Watchdogs was Francke’s last major public forum for wading in on media topics. He credits then WOWT news director Steve Murphy with allowing him free reign. “There was no one else in the country doing media coverage and media criticism on television like I was, where I was not only free to criticize the station I was reporting on but to praise people on the other stations. I criticized the World-Herald more than any other entity, but I often said how much better it covered something than television.”
He fears his Herald bashing caused a backlash in terms of lost opportunities for him and his students: “Their top management deeply resented my criticism. It created a lot of tension. There’s a certain price to pay for…taking on the biggest power in town.” While Watchdogs ended its run in 1990, it was not due to any chilling effect. Instead, he simply felt he’d said enough after more than 300 commentaries.
The ever feisty Francke has hardly kept silent. He bemoans what he perceives to be the World-Herald editorial page’s move from “a moderate conservative position” to “The Right,” and categorizes its treatment of the President as “malice.” He is still asked to comment on current media events, as when KFAB sought his appraisal of Barbara Walters’ Monica interview, which he said regrettably only “satisfied our low curiosity.” He looked with dismay at “the sanctifying” of Joe DiMaggio upon his passing, noting the hype still paled next to how Princess Di’s legend grew “beyond all reasonable bounds.”
But where he used to crave always being “in the mix” of news events – putting his wry spin on things, he no longer minds “being away from the battle for months at a time” in that “other world” that is his mountain sanctuary. Yes, it’s a sure sign his Colorado conversion is complete.

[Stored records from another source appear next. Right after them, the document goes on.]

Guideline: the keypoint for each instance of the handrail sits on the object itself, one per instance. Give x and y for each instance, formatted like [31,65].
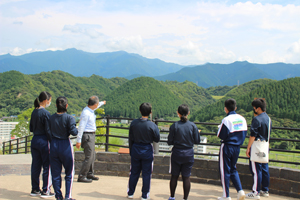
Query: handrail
[22,145]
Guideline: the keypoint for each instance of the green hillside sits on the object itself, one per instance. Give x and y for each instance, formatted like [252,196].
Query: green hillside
[247,87]
[282,101]
[219,90]
[18,91]
[126,99]
[189,93]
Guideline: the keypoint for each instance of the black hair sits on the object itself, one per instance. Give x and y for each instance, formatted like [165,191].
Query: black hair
[145,109]
[183,110]
[49,95]
[61,104]
[230,104]
[93,100]
[259,103]
[42,97]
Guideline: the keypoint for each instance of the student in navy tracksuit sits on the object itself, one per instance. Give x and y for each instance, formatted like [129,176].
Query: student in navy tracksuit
[232,133]
[62,126]
[142,133]
[260,127]
[40,146]
[183,135]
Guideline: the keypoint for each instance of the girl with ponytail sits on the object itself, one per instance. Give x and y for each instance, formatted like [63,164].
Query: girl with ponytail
[183,135]
[62,125]
[40,146]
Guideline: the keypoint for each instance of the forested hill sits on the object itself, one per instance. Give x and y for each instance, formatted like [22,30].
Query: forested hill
[190,94]
[126,99]
[18,91]
[282,99]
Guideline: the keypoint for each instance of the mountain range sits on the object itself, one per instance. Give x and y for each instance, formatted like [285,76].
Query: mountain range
[130,66]
[80,63]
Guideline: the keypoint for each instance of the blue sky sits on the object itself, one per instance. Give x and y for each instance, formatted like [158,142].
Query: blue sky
[180,31]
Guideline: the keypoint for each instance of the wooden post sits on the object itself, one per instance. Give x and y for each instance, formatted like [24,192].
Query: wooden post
[26,144]
[4,148]
[17,145]
[155,144]
[9,149]
[107,134]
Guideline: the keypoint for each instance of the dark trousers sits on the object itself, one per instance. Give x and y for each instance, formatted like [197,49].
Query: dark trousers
[40,150]
[261,176]
[61,154]
[141,160]
[88,143]
[227,162]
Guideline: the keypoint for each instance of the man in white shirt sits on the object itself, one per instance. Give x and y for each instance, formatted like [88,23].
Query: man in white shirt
[86,139]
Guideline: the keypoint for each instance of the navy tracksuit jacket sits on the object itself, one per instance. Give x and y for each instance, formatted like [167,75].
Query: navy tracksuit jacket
[142,133]
[232,133]
[61,152]
[260,171]
[40,149]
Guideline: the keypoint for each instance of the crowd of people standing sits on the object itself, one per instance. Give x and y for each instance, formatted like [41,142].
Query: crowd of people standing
[52,148]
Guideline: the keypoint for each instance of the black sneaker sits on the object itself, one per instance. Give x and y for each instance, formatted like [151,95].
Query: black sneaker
[46,195]
[35,193]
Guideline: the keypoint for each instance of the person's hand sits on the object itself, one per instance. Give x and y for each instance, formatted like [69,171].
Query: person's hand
[248,152]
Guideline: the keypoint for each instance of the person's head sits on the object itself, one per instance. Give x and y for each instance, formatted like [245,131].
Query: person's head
[183,111]
[43,99]
[230,105]
[145,109]
[61,104]
[93,102]
[259,106]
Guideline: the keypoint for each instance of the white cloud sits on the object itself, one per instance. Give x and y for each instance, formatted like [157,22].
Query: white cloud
[17,22]
[295,48]
[186,32]
[90,30]
[131,44]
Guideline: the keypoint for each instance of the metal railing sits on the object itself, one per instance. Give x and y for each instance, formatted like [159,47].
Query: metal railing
[21,145]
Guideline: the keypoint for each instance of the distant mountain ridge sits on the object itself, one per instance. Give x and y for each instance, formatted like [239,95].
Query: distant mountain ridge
[80,63]
[232,74]
[130,66]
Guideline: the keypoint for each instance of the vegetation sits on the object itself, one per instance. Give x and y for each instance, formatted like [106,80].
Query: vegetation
[281,96]
[189,93]
[125,100]
[18,91]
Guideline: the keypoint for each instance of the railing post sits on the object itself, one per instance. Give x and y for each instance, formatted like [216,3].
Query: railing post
[155,144]
[26,144]
[17,145]
[107,133]
[9,149]
[3,148]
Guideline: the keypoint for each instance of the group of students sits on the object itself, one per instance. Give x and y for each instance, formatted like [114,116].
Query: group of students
[183,134]
[51,146]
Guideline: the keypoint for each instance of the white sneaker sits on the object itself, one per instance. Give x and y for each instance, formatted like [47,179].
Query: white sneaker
[241,195]
[264,193]
[252,195]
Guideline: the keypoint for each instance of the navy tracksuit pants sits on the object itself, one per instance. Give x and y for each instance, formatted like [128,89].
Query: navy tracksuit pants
[61,154]
[40,150]
[261,176]
[141,160]
[227,162]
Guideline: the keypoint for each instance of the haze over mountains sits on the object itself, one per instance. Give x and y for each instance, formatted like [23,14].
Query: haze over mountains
[123,64]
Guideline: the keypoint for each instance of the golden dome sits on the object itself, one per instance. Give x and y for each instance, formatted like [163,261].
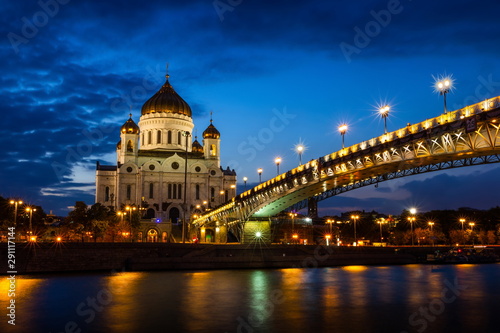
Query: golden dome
[166,100]
[197,147]
[130,127]
[211,132]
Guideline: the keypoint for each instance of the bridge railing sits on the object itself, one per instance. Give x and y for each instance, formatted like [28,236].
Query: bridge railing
[425,125]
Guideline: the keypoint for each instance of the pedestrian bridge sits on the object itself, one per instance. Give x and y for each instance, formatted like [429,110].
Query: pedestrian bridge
[465,137]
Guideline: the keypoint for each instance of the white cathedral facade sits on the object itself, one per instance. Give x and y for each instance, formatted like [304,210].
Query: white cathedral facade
[161,173]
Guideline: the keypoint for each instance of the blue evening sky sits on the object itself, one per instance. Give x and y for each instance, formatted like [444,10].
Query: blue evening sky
[275,73]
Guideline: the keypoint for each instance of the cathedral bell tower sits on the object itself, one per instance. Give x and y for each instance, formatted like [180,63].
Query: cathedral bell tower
[127,146]
[211,143]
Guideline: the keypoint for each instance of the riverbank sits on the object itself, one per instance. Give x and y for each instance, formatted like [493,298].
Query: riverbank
[74,257]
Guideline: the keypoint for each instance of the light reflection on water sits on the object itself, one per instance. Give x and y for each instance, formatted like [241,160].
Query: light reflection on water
[342,299]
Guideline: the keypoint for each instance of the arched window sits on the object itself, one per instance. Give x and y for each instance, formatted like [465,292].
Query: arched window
[129,192]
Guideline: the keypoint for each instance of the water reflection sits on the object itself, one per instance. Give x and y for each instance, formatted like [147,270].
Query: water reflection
[343,299]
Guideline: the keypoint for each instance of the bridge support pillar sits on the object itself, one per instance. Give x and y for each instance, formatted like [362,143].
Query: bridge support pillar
[312,208]
[256,232]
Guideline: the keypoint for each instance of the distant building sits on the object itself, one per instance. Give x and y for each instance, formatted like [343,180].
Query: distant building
[151,174]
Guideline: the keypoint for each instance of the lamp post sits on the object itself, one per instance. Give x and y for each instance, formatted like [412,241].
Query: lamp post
[380,224]
[462,221]
[293,215]
[187,135]
[300,149]
[443,86]
[355,218]
[277,160]
[31,210]
[431,224]
[343,130]
[130,209]
[384,113]
[16,203]
[412,219]
[472,224]
[330,222]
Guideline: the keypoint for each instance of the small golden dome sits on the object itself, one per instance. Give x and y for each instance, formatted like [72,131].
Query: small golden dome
[166,100]
[130,127]
[211,132]
[197,147]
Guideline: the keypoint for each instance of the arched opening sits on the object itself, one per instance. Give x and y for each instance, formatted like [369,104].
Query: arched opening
[174,215]
[152,235]
[150,213]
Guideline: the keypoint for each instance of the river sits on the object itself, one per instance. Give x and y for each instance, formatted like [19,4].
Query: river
[410,298]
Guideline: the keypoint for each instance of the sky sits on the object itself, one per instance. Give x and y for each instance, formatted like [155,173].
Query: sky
[274,73]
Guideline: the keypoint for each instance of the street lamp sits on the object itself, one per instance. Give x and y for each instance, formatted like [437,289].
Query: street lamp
[330,222]
[462,221]
[130,209]
[343,130]
[355,218]
[384,113]
[293,215]
[31,210]
[187,135]
[277,160]
[412,219]
[472,224]
[16,203]
[431,224]
[300,149]
[443,86]
[380,224]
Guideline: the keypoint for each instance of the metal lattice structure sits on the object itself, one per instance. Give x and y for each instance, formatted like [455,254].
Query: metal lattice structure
[465,137]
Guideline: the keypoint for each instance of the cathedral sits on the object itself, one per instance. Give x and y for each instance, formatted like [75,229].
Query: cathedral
[161,173]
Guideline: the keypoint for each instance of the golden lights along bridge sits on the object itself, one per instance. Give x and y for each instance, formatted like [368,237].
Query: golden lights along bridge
[465,137]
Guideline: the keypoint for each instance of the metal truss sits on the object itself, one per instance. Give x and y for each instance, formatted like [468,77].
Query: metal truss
[479,160]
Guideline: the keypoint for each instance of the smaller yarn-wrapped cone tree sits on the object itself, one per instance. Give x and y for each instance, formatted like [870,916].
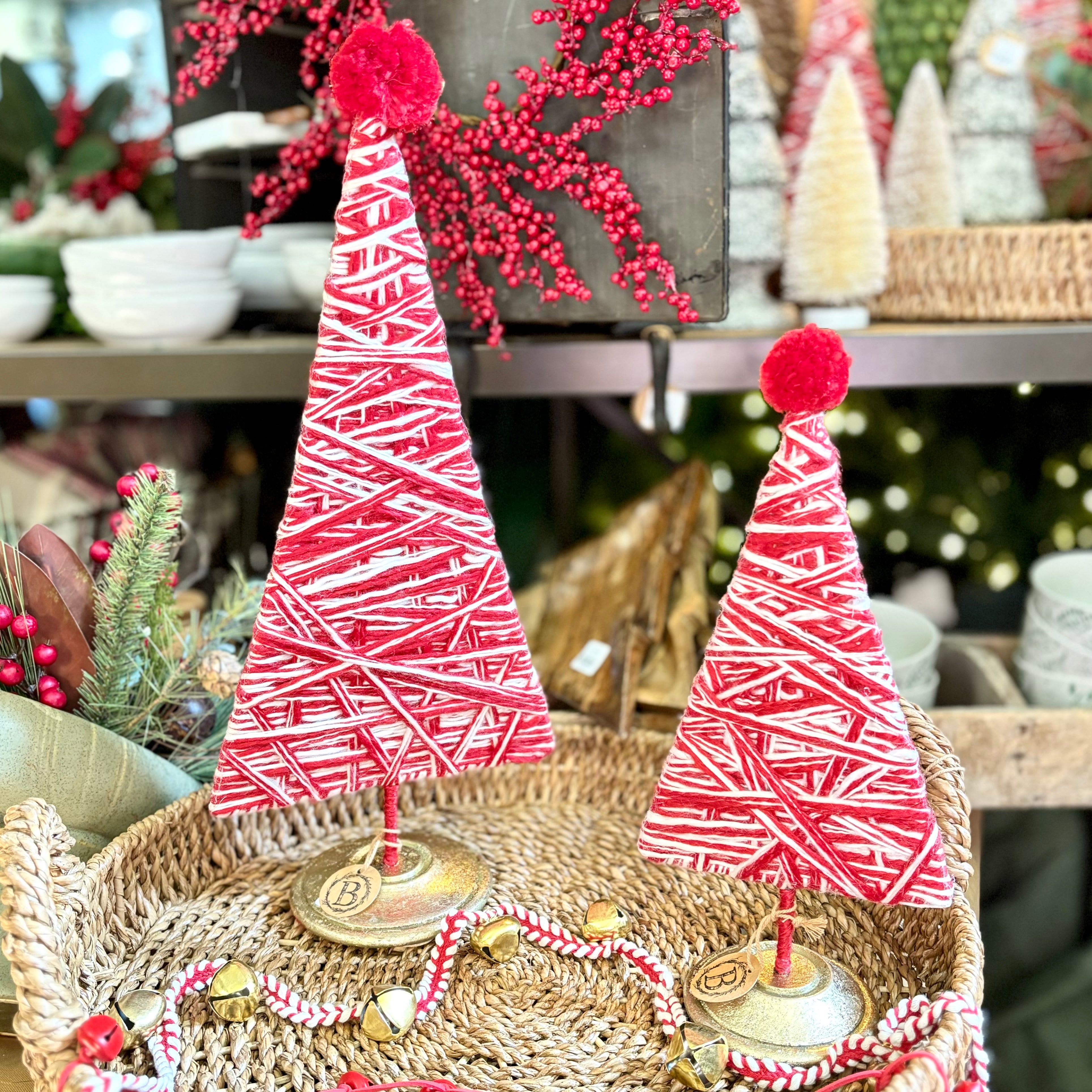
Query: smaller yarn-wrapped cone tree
[387,647]
[993,117]
[839,33]
[921,176]
[837,248]
[757,186]
[793,764]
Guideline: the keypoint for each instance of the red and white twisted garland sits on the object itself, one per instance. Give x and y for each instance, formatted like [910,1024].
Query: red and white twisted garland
[910,1023]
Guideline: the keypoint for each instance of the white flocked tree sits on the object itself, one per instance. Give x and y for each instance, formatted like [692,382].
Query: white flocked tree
[993,117]
[921,175]
[837,251]
[756,186]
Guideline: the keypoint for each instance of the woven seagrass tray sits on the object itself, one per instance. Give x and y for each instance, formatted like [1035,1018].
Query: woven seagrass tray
[1012,273]
[182,886]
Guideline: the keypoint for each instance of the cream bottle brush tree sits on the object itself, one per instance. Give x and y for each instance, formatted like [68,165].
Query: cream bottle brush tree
[993,117]
[837,251]
[756,185]
[921,175]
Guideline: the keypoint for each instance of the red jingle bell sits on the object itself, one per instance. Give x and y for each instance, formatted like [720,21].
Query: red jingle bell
[101,1038]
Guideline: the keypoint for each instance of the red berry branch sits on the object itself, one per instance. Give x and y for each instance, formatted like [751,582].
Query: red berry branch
[474,179]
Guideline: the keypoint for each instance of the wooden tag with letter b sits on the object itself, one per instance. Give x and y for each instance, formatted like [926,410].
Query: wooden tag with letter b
[350,892]
[726,978]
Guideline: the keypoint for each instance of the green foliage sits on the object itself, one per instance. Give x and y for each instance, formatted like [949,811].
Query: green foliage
[128,601]
[107,108]
[907,31]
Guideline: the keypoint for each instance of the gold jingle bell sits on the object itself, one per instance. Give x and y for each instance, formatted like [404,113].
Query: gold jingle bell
[697,1056]
[604,921]
[388,1014]
[498,941]
[138,1013]
[234,992]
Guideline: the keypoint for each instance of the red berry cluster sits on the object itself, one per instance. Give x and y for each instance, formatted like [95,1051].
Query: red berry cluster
[473,181]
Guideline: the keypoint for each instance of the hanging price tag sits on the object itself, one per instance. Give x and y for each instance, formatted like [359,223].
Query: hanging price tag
[725,978]
[350,890]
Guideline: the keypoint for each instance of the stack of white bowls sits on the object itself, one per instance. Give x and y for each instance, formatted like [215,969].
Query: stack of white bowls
[164,289]
[260,266]
[27,306]
[912,644]
[1054,661]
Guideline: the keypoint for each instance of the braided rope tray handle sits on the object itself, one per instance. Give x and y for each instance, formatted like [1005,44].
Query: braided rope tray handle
[43,888]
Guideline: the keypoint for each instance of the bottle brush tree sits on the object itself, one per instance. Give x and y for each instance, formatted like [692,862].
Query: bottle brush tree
[757,185]
[993,118]
[921,176]
[837,247]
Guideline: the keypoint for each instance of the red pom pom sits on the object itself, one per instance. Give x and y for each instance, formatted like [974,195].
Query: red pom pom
[54,697]
[390,75]
[806,372]
[45,655]
[101,1037]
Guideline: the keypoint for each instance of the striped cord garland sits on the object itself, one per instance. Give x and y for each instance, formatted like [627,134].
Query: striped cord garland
[906,1026]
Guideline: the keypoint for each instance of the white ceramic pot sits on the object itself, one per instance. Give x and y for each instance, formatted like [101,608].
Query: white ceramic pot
[27,306]
[194,249]
[179,319]
[308,266]
[912,644]
[1057,631]
[1053,689]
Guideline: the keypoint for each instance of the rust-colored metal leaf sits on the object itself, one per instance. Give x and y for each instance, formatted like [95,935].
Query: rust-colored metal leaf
[69,575]
[56,624]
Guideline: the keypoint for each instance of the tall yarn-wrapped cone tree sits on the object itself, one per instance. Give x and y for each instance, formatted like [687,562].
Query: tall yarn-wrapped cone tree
[793,765]
[388,647]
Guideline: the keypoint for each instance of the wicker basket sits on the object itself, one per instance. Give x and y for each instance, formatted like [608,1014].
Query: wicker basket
[182,886]
[1020,273]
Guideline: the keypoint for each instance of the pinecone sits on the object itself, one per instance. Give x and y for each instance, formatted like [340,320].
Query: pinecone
[219,673]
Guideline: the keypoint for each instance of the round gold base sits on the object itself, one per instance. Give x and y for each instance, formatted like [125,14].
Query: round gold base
[436,876]
[823,1003]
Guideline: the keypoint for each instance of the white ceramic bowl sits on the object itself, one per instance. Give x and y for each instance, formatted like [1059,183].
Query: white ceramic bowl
[308,266]
[106,287]
[1053,689]
[161,320]
[27,306]
[924,696]
[911,641]
[191,249]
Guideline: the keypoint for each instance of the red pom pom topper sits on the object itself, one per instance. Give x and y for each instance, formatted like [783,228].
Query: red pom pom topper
[390,75]
[806,372]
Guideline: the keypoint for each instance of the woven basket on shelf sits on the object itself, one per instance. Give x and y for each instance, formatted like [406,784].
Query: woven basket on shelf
[1018,273]
[182,886]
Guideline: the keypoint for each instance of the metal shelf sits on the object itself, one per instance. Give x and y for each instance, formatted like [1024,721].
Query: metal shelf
[275,367]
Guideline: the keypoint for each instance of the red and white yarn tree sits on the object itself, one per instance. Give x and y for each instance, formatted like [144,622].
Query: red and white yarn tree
[388,647]
[793,764]
[839,31]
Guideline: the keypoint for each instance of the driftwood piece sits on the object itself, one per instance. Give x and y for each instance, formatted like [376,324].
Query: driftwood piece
[617,590]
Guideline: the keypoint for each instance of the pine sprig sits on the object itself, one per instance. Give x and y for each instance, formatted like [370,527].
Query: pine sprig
[133,593]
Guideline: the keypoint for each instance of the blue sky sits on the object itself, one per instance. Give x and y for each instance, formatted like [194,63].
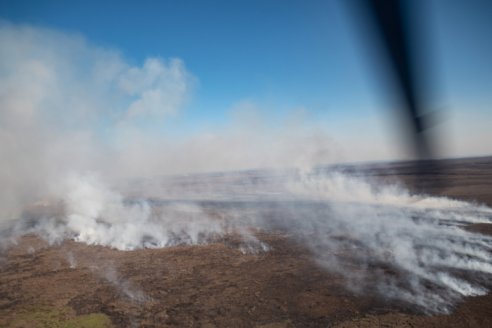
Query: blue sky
[280,55]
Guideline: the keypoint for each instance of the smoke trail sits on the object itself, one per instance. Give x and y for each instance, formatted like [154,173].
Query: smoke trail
[68,106]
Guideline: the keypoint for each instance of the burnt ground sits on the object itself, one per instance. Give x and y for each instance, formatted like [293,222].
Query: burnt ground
[216,285]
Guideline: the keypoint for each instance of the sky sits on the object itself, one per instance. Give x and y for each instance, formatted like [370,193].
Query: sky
[276,61]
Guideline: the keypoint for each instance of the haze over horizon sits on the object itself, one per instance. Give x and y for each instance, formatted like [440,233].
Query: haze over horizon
[277,81]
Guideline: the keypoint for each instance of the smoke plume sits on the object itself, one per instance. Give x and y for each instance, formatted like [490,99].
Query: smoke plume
[78,138]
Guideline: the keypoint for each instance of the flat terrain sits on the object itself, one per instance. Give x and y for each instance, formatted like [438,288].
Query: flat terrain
[216,285]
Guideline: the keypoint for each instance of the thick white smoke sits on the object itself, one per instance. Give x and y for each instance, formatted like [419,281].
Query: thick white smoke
[68,107]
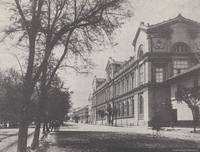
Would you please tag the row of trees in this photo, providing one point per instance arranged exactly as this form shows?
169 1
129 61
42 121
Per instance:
54 32
59 100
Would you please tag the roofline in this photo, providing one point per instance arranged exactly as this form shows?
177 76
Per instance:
178 18
190 70
143 28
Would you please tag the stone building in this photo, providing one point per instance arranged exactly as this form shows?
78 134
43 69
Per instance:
188 79
80 115
138 89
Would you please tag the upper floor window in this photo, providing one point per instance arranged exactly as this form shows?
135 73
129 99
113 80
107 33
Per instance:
127 83
159 74
180 65
127 111
122 109
122 91
133 81
180 47
140 51
141 74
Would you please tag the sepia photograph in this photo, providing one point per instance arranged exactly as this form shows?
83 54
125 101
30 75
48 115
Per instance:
99 75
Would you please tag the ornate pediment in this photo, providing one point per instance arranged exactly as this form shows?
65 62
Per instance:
159 44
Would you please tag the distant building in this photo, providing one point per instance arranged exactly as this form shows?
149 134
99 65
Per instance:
138 89
80 115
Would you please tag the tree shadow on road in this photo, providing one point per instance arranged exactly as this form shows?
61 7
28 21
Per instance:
102 141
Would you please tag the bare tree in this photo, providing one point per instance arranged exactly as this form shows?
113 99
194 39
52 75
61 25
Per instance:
191 96
44 26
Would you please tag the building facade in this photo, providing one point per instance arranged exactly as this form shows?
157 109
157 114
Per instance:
187 80
136 90
80 115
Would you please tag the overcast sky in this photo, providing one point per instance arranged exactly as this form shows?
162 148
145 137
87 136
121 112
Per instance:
147 11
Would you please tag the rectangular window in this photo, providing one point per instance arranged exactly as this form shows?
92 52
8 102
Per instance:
122 86
141 74
119 88
133 106
127 111
180 65
159 74
133 81
127 83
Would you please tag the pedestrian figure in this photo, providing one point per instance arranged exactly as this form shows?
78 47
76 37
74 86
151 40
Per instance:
55 125
172 125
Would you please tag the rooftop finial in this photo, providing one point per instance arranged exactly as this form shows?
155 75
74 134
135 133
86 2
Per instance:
179 15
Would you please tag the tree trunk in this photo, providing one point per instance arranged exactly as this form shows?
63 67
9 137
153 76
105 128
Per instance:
23 125
35 142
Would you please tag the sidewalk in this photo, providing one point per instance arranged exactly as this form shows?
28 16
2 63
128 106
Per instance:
9 137
177 133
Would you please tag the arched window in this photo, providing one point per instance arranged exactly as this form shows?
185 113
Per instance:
140 51
119 110
180 47
141 105
133 106
127 108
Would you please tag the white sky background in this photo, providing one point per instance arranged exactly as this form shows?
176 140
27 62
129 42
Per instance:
147 11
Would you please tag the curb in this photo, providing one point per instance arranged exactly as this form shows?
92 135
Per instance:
14 142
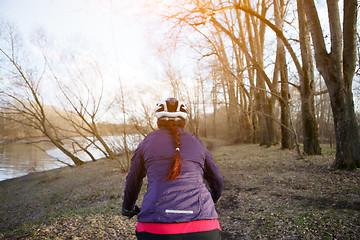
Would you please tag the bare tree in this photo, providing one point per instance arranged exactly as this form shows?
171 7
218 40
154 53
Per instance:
25 100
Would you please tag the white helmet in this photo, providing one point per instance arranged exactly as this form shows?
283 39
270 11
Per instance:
171 109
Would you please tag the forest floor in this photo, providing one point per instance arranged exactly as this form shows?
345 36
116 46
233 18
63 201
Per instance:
269 193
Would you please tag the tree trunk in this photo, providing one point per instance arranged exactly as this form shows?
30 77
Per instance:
287 141
309 128
337 70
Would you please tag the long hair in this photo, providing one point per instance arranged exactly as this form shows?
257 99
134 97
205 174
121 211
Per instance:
172 126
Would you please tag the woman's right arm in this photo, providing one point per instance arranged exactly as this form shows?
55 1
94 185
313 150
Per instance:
134 180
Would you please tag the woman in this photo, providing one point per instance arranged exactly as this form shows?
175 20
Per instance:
177 204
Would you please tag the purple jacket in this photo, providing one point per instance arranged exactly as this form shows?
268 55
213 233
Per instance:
183 200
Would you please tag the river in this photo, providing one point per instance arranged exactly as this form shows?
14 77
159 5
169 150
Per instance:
19 159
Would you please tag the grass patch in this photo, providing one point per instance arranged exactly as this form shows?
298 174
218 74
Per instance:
268 194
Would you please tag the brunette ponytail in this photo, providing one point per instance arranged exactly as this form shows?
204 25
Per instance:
175 167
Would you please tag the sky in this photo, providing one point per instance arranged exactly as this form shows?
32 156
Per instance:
116 32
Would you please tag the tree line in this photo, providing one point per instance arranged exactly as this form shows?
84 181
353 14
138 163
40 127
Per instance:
234 49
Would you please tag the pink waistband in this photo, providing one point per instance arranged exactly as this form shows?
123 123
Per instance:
178 228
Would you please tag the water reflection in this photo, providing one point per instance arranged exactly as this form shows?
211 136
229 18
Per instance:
19 159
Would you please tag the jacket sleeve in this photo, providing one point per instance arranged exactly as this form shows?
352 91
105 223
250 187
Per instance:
134 180
212 176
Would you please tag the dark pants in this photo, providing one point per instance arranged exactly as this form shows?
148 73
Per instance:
208 235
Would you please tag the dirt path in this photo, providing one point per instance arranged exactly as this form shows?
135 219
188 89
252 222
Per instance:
268 194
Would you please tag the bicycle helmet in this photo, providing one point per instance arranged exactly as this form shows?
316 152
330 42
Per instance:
171 109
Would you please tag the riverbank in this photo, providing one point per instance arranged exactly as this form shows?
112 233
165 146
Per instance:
268 193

“We lead such a simple life out there. When we go back in the summer for the first church service and the choir begins to sing, ‘There’s Something By the Mountain,’ I have a very hard time not getting teary-eyed because these things come to combine in a tapestry of meaning about the experiences you’ve had there and the way in the mountains you feel closer to the grandeur of creation.”
Despite the strong pull Colorado exerts, he has no intention of taking up year-round residence there. “No. I like life in Omaha. I don’t like missing the opening of the theater season in the fall. I would miss not being here for UNO and Nebraska football. I would miss my friends.”